İki farklı hikâyede yer bulan, “Başkalarının hikâyelerinde var olmak istemem” ve “Kendi başına gelebilecek olanın ihtimali bile gerçekleşmiş olandan daha dikkate değer” cümleleri, “benci” anlatımın en nesnel ifadeleri. Edebiyatın, “ben”le olan ilişkisini nasıl yorumluyorsunuz?

Birinci tekile bürünebilmek anlatma iştahımı kabartıyor. Hızlanabiliyor, yavaşlayabiliyor, ritim dengesini ayarlayabiliyorum. Sahici olana yakın. Karşıya geçip baktığımda, oradan seslendiğimde ise sözüm geçmeyebiliyor, Kemo’ya sözüm geçmedi mesela, bir katmanı daha vardı o öykünün ama orada bırakmam gerekti, fazlasını taşıyamadı, çünkü o biraz da benim anne ölüm korkum. Bir devam-öykü yazmayı düşünüyorum, bakalım.

'Ben' değerli bir örgütlenme, onun evini kurmaya, çatısını kapatmaya uğraşıyor insanlık.
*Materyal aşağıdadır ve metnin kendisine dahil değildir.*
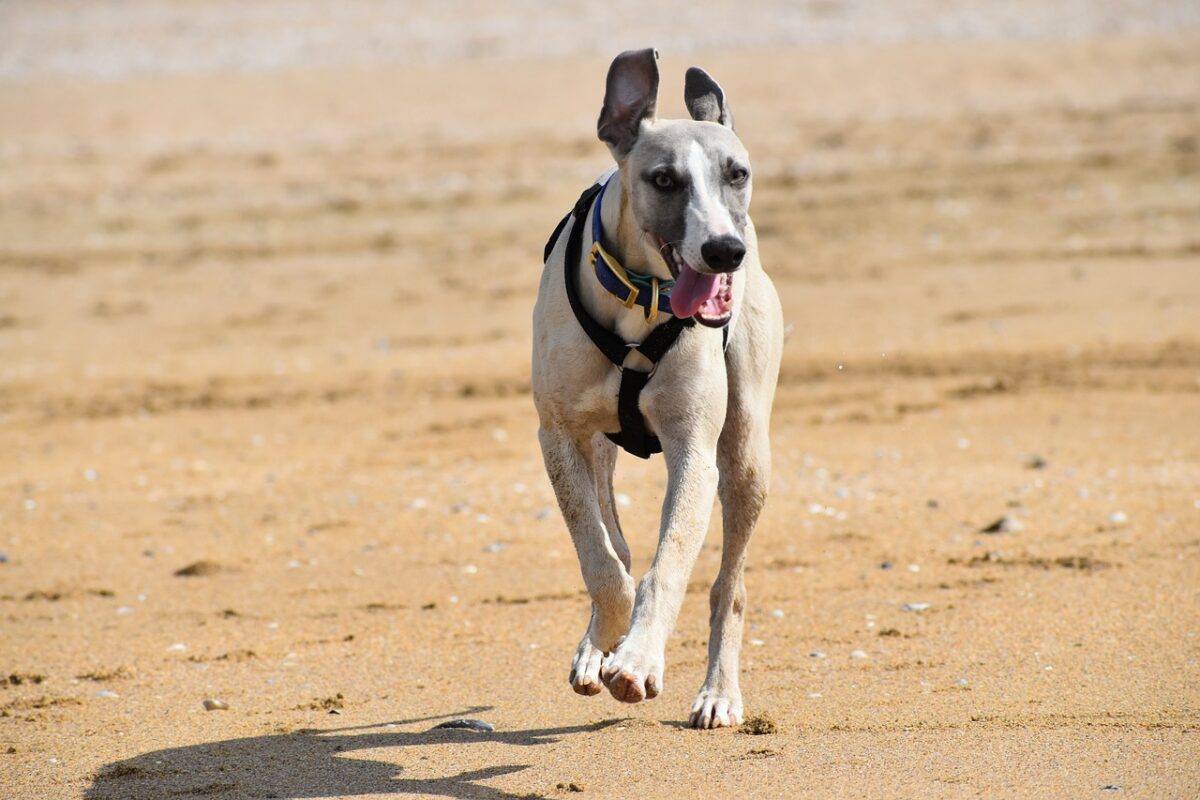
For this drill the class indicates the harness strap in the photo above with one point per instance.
(634, 437)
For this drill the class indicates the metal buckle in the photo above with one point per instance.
(617, 270)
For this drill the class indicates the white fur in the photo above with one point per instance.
(711, 410)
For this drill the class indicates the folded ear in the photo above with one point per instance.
(705, 98)
(631, 94)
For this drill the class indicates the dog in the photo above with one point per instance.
(675, 214)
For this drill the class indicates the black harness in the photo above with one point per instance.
(634, 435)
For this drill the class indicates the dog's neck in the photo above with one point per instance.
(624, 236)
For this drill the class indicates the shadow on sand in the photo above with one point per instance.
(311, 764)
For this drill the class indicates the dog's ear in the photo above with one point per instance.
(631, 95)
(706, 101)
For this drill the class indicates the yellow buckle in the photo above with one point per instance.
(618, 270)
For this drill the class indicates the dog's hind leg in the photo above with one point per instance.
(634, 672)
(571, 467)
(604, 459)
(744, 458)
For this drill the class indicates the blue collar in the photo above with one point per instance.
(627, 286)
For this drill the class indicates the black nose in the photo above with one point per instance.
(723, 253)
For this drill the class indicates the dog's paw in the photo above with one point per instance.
(586, 668)
(714, 709)
(631, 675)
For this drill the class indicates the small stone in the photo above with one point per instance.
(1006, 524)
(466, 725)
(198, 569)
(759, 725)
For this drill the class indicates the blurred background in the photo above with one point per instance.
(267, 272)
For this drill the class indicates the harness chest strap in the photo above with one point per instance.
(634, 437)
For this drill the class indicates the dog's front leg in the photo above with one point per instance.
(569, 464)
(634, 672)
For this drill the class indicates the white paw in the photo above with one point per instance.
(715, 709)
(586, 668)
(633, 675)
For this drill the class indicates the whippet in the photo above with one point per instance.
(672, 253)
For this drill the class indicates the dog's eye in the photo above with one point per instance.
(664, 181)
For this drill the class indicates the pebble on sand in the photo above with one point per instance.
(759, 725)
(467, 725)
(1006, 524)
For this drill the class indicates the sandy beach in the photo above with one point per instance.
(267, 437)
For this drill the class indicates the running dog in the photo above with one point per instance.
(666, 336)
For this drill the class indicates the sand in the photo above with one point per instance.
(268, 438)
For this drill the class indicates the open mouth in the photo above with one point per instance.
(705, 296)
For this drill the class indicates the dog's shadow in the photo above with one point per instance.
(311, 764)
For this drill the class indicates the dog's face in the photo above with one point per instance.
(688, 181)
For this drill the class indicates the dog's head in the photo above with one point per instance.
(688, 181)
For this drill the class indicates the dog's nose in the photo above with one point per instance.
(723, 253)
Ben’in yaptığı her şey yazmaya değer değil ama. Mesafeye inanıyorum, 'ben'le pazarlık etmeden nesnel kalabilmek mühim.

Eve Dönmeyen Hayvan, Murat Çelik, 126 syf., Everest Yayınları, 2019.

'YAŞADIĞIMIZ İÇİN ÖLÜYORUZ'

Öykülerde hemen hemen göze çarpan ilk mefhum “ölüm”. Bir yazar olarak ölüme dair düşüncelerinizi nasıl açıklıyorsunuz?

Ölmek için yaşıyoruz ya da 'yaşadığımız için ölüyoruz'. Uzatmamak gerekiyor fakat bazı güzel bahanelerimiz var. Bir kadınla uzatıyoruz yaşama isteğimizi, annemiz oluyor; gözü bize alıştığı için, onu mahrum bırakmamak adına. Benim bulabildiğim bahane budur belki. Biricik son hakkında genel bir izah yapamam. Herkes bahanesi kadar yaşatır kendini. Ani bir final kurgu dışıdır.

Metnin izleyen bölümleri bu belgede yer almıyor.